1.Propositional Logic

Discrete Mathematics and Its Applications, Kenneth H. Rosen

有点鬼畜的Latex代码: \(\neg\)是\neg, \(\vee\)是\vee,\(\wedge\)是\wedge

1.1Propositional Logic

Propositions is a statement that is either true or false,but not both

Logic Operators

Negation: \(\neg p\)
Conjunction(and) \(p \wedge q\)
Disjunction(or) \(p \vee q\)
Exclusive or(xor)
Implication(If p then q / p implies q / p only if q) \(p \to q\)

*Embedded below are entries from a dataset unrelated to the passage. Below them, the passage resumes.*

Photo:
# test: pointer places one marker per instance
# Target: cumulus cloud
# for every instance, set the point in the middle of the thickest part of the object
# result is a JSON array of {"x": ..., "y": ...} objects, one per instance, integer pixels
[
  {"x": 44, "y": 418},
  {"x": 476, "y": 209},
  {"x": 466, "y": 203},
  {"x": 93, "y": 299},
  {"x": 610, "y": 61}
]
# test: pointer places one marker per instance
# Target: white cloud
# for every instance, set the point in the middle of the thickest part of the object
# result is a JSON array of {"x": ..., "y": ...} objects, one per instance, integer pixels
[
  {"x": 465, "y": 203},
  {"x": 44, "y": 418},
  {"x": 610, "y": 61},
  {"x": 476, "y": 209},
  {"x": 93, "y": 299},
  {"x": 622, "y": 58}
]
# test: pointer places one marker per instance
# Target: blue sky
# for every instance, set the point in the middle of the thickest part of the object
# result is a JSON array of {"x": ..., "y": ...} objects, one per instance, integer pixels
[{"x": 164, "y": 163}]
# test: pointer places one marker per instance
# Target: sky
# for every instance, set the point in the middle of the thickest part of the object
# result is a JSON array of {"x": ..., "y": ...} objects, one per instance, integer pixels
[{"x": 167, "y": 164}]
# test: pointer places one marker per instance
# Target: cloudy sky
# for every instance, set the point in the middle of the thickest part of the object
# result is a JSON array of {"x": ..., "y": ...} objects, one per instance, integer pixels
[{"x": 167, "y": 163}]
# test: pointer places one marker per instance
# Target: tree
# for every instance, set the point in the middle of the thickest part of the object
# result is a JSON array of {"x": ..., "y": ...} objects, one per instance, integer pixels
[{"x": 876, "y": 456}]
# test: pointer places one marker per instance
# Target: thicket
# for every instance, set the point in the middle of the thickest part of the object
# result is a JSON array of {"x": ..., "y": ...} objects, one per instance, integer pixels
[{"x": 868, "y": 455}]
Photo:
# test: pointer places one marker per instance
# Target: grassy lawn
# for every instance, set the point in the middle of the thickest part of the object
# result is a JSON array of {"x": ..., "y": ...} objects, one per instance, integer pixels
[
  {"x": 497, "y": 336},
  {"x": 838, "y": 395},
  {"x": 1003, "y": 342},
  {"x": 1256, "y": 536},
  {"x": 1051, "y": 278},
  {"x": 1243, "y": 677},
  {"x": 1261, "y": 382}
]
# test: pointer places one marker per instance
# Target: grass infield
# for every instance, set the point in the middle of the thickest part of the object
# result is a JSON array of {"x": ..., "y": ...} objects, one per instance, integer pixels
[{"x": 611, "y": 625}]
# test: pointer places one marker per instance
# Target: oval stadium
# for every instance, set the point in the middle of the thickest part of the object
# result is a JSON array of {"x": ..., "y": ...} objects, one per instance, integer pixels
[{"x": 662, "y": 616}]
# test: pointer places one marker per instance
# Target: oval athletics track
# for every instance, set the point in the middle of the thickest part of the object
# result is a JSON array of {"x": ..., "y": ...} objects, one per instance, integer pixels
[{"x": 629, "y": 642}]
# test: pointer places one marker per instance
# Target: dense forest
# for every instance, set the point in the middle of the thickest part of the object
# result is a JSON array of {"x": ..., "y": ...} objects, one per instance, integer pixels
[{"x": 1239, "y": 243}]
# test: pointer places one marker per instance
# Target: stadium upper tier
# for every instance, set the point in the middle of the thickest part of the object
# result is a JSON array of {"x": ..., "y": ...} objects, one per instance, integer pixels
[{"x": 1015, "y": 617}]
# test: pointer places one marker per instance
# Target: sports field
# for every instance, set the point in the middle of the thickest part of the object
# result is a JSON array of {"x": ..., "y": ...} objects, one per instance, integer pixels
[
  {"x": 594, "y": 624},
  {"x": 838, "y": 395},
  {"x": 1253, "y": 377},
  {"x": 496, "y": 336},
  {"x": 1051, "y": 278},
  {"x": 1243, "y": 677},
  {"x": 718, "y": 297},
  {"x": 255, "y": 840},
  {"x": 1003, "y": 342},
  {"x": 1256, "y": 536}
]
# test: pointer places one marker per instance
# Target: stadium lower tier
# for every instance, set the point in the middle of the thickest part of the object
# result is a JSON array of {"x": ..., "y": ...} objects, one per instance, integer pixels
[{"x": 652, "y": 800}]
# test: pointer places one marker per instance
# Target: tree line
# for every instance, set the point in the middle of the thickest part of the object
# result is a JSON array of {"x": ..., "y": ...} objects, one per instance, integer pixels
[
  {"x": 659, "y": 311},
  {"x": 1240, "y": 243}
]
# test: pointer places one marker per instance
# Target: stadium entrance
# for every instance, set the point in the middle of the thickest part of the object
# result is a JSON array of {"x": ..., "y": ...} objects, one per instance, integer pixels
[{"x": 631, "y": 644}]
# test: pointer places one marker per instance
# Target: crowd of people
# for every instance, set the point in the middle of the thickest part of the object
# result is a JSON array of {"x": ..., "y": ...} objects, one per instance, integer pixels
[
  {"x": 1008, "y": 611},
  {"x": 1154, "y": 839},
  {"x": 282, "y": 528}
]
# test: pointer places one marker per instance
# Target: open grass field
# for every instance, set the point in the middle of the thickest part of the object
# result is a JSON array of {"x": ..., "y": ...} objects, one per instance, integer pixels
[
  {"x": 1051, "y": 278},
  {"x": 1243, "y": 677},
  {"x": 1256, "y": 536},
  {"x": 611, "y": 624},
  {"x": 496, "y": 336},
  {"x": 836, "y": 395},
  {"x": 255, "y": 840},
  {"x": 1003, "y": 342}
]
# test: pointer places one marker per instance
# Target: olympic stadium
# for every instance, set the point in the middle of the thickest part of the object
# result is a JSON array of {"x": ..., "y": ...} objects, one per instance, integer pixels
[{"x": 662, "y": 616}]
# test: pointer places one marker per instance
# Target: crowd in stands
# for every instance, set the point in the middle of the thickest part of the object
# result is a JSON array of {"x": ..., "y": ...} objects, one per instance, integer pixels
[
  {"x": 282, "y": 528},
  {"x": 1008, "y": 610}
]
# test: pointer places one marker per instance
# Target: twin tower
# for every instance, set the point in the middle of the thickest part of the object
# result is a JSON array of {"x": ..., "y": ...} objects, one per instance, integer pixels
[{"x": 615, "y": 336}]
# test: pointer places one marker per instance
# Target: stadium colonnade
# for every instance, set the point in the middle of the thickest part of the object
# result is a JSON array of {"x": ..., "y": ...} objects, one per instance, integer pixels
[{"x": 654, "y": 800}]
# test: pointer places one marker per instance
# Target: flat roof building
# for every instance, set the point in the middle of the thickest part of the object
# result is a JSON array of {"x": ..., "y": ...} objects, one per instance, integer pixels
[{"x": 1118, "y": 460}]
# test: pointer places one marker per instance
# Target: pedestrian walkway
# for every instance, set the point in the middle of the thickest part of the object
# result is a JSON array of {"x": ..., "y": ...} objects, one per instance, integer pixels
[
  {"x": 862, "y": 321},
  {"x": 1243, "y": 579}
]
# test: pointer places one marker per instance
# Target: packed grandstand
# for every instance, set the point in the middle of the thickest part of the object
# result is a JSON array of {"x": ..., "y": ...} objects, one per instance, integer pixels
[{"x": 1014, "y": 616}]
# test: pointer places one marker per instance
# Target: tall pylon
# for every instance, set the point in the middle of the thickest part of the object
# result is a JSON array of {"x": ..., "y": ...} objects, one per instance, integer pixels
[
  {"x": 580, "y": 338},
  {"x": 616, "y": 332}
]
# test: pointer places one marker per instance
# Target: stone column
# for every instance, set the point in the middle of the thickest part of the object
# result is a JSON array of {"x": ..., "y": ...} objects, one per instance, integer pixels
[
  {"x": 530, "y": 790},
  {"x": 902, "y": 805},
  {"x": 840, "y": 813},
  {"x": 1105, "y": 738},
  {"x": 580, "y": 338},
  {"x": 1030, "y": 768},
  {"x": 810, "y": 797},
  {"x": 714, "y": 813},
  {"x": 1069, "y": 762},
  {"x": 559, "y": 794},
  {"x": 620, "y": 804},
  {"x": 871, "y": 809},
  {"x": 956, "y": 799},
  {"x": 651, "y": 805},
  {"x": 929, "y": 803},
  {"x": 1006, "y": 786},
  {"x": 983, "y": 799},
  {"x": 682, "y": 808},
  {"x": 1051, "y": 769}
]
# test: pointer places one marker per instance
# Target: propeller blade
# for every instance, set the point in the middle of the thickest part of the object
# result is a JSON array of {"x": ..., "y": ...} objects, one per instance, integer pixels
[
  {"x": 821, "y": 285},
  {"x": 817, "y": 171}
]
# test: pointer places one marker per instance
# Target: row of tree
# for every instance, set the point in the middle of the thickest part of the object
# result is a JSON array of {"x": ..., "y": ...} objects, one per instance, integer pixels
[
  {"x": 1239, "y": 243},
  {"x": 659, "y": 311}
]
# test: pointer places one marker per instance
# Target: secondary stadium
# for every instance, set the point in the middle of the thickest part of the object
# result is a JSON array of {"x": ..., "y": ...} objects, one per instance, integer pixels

注意p only if q 也是 \(p \to q\)，相当于必要条件

p	q	p ->q
1	1	1
1	0	0
0	1	1
0	0	1

Everything implies true. False implies everything

Biconditional : \(p \leftrightarrow q\)

1.2 Applications of Logic

Translating English Sentences

感觉在考英语

\(p \to q:\)

if p, then q.

p only if q

q unless \(\neg p\)

p is sufficient for q / q is necessary for p

q whenever p / q follows from p

To p,you must q

\(p \leftrightarrow q:\)

p is necessary and sufficient for q / ....and conversely/ p iff q

\(p \to q\)

converse: \(q \to p\)
inverse \(\neg p \to \neg q\)
contrapositive \(\neg q \to \neg p\)

Converse and Inverse are logically equivalant. Constrapositive and original proposition are logically equivalant

System Specifications

先翻译，然后转化成了给出一系列逻辑表达式，判断是否存在赋值的方法使得这些表达式全为True。先从单目入手，然后再考虑\(p\to q=F\)的时候可以确定赋值。如果\(p \to q=T\)，就枚举

Logic Puzzles

可以转化成逻辑表达式的方式，也可以直接枚举真值

1.3 Propositional Equivalences

Tautology: Compound propositions that are always true( e.g. \(p \vee\neg p\))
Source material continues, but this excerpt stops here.